Oral arguments are unique to the fall 1L experience at Yale. Besides the oral argument and brief, we also write a legal memo in our first term. Balancing all of the writing and argument prep with all the reading from our four other classes is certainly a challenge, but the oral arguments represent an exciting culmination to the end of our first term. And YLS’s unique credit or no credit grading system helps as well!
Fortunately, the time of our oral arguments fit in perfectly with our curriculum. Students here at Yale just had the privilege of watching the Second Circuit Court of Appeals hear oral arguments at the law school, and we now had the opportunity to put the skills we observed into practice firsthand. While the arguments were presented, I watched in awe as Judge Calabresi – the renowned law professor and former dean of YLS (who still teaches 1Ls torts) – posed probing hypothetical situations and questions to attorneys arguing various cases.
You see, oral arguments are quite different from what many of us are used to at this stage in our law school career. Although many YLS 1Ls have experience in various forms of debate, few of us have had to make arguments at the interruptible mercy of judges. Thus, it was a bit nerve-racking for many of us as we faced the prospect of a grilling on the facts by our small group professor and TAs.
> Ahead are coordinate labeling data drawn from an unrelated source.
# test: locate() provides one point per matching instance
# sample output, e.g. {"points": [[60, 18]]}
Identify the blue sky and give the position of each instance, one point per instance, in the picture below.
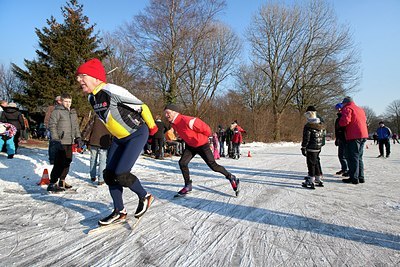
{"points": [[375, 25]]}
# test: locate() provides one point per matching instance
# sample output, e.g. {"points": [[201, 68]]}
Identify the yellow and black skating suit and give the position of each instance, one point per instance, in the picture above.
{"points": [[121, 112]]}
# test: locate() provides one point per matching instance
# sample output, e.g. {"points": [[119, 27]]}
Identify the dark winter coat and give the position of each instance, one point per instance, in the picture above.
{"points": [[383, 133], [64, 125], [162, 129], [97, 134], [339, 131], [313, 136], [13, 115]]}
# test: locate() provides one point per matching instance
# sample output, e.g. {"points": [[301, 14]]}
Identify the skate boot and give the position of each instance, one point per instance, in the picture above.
{"points": [[318, 181], [184, 191], [234, 183], [64, 185], [144, 205], [340, 172], [308, 183], [55, 188], [114, 217]]}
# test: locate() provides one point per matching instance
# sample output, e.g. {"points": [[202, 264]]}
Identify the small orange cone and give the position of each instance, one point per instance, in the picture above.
{"points": [[45, 178]]}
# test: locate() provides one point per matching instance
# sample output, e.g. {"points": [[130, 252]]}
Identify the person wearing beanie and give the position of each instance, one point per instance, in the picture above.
{"points": [[340, 142], [356, 132], [130, 121], [384, 134], [195, 133], [313, 138]]}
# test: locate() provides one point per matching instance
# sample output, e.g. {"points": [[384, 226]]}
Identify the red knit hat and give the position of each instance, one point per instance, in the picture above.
{"points": [[94, 68]]}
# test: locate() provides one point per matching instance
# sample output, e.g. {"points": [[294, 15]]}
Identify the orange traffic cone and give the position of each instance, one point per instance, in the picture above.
{"points": [[45, 178]]}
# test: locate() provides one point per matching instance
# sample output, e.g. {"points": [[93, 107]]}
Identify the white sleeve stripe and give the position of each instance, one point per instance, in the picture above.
{"points": [[191, 123]]}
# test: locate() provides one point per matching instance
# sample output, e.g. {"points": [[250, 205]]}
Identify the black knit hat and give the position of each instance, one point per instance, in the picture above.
{"points": [[172, 107], [311, 108]]}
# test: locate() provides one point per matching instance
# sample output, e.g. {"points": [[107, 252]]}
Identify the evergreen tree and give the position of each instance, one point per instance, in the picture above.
{"points": [[62, 48]]}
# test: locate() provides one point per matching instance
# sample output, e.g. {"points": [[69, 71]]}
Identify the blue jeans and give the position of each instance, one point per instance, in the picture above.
{"points": [[355, 150], [97, 156]]}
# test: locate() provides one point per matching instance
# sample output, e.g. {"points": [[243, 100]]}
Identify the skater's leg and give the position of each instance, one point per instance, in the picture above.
{"points": [[206, 154], [186, 157]]}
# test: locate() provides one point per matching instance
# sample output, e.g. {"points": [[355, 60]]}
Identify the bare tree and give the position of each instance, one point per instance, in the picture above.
{"points": [[305, 54], [371, 116], [168, 34], [393, 112], [210, 63], [9, 83]]}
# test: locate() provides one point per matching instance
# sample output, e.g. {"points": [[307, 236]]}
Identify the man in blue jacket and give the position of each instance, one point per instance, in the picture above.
{"points": [[384, 134]]}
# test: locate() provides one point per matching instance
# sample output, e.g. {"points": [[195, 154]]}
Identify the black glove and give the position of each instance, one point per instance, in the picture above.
{"points": [[337, 142], [79, 142]]}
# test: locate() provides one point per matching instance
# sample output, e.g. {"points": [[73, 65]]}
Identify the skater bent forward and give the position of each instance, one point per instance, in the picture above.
{"points": [[195, 133], [129, 120]]}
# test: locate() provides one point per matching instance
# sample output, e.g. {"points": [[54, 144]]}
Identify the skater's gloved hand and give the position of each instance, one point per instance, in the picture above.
{"points": [[153, 130]]}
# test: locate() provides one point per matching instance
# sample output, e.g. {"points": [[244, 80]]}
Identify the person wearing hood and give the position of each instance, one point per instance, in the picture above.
{"points": [[384, 134], [313, 140], [11, 114], [356, 131]]}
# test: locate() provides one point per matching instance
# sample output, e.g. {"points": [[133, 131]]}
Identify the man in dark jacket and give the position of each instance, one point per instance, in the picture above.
{"points": [[99, 140], [340, 142], [158, 138], [64, 130], [11, 114]]}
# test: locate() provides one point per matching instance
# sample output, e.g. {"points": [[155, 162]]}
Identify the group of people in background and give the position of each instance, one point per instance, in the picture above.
{"points": [[122, 126]]}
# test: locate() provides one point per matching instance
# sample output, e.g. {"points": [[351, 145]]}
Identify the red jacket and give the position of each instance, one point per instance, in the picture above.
{"points": [[237, 137], [355, 121], [193, 131]]}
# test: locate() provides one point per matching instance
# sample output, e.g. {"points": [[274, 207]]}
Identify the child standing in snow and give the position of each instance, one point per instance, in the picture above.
{"points": [[236, 141], [313, 136], [7, 132]]}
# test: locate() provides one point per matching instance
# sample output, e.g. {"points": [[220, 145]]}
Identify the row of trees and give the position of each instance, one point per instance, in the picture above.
{"points": [[178, 51]]}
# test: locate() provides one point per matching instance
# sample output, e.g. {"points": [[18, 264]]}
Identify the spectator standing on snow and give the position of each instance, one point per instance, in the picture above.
{"points": [[394, 137], [215, 146], [384, 134], [195, 133], [64, 128], [130, 121], [313, 138], [11, 114], [355, 122], [340, 142], [53, 146], [99, 140], [7, 132], [221, 138], [237, 139]]}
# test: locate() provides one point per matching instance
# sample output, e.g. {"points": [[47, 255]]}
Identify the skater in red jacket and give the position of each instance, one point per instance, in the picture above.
{"points": [[195, 133]]}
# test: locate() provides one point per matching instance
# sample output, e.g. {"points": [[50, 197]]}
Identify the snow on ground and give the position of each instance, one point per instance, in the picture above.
{"points": [[274, 221]]}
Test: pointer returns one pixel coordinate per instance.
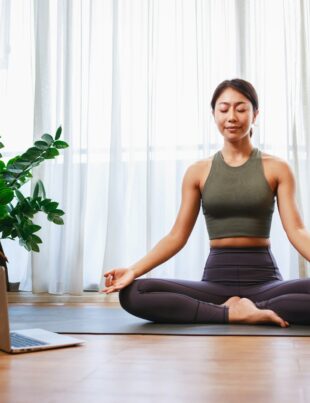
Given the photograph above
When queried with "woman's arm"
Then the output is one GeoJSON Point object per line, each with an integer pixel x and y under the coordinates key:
{"type": "Point", "coordinates": [287, 206]}
{"type": "Point", "coordinates": [181, 230]}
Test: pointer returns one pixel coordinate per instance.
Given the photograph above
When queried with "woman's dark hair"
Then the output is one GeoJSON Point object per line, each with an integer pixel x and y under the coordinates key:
{"type": "Point", "coordinates": [240, 85]}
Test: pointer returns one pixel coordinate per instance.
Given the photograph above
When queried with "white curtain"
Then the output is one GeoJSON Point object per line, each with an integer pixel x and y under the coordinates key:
{"type": "Point", "coordinates": [131, 84]}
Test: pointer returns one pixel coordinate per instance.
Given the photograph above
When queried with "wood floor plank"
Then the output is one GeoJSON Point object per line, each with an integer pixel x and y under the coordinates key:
{"type": "Point", "coordinates": [152, 368]}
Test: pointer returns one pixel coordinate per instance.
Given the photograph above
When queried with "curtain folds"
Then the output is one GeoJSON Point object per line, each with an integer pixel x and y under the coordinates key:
{"type": "Point", "coordinates": [131, 84]}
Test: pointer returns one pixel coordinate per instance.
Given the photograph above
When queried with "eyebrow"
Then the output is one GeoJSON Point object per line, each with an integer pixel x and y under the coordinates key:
{"type": "Point", "coordinates": [227, 103]}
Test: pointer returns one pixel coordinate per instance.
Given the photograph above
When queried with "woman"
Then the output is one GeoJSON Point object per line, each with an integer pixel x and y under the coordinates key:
{"type": "Point", "coordinates": [237, 187]}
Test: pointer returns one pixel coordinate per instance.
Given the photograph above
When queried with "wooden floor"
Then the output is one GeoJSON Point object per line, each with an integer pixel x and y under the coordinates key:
{"type": "Point", "coordinates": [155, 368]}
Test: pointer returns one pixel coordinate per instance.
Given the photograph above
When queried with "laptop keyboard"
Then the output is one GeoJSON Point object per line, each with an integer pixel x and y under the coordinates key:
{"type": "Point", "coordinates": [18, 340]}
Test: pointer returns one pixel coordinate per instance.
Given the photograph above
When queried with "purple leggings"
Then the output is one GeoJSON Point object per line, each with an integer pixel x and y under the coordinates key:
{"type": "Point", "coordinates": [249, 272]}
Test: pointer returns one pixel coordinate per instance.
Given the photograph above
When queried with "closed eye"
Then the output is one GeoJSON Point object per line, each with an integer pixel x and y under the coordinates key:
{"type": "Point", "coordinates": [243, 110]}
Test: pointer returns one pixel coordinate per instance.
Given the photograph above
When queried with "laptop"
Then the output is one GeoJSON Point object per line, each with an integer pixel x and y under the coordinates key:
{"type": "Point", "coordinates": [23, 341]}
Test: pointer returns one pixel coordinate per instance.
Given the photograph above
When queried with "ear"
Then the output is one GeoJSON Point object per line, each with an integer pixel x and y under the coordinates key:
{"type": "Point", "coordinates": [255, 115]}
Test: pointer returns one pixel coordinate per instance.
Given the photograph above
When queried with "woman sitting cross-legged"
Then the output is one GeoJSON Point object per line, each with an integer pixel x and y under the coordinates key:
{"type": "Point", "coordinates": [237, 187]}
Nevertheless, such tension and anxiety is admittedly not a large part of the Yale 1L experience. Sure, many of us were nervous, and I no doubt was, as I made my first steps up to the podium, but my classmates and professors were incredibly supportive throughout the whole process. By the time my actual argument happened, I had been able to bounce ideas and questions – we call this “mooting” – off of many of my YLS colleagues. This definitely eased the tension and made the experience that much more enjoyable. My arguments certainly weren’t perfect, but it was a memorable experience that taught me about the fine balance between respecting judges’ questions and forwarding your own arguments in a limited amount of time.
Now that I’m finished, I just need to conjure up the confidence to watch and critique the video of my performance. That, admittedly, may not be so easy¬!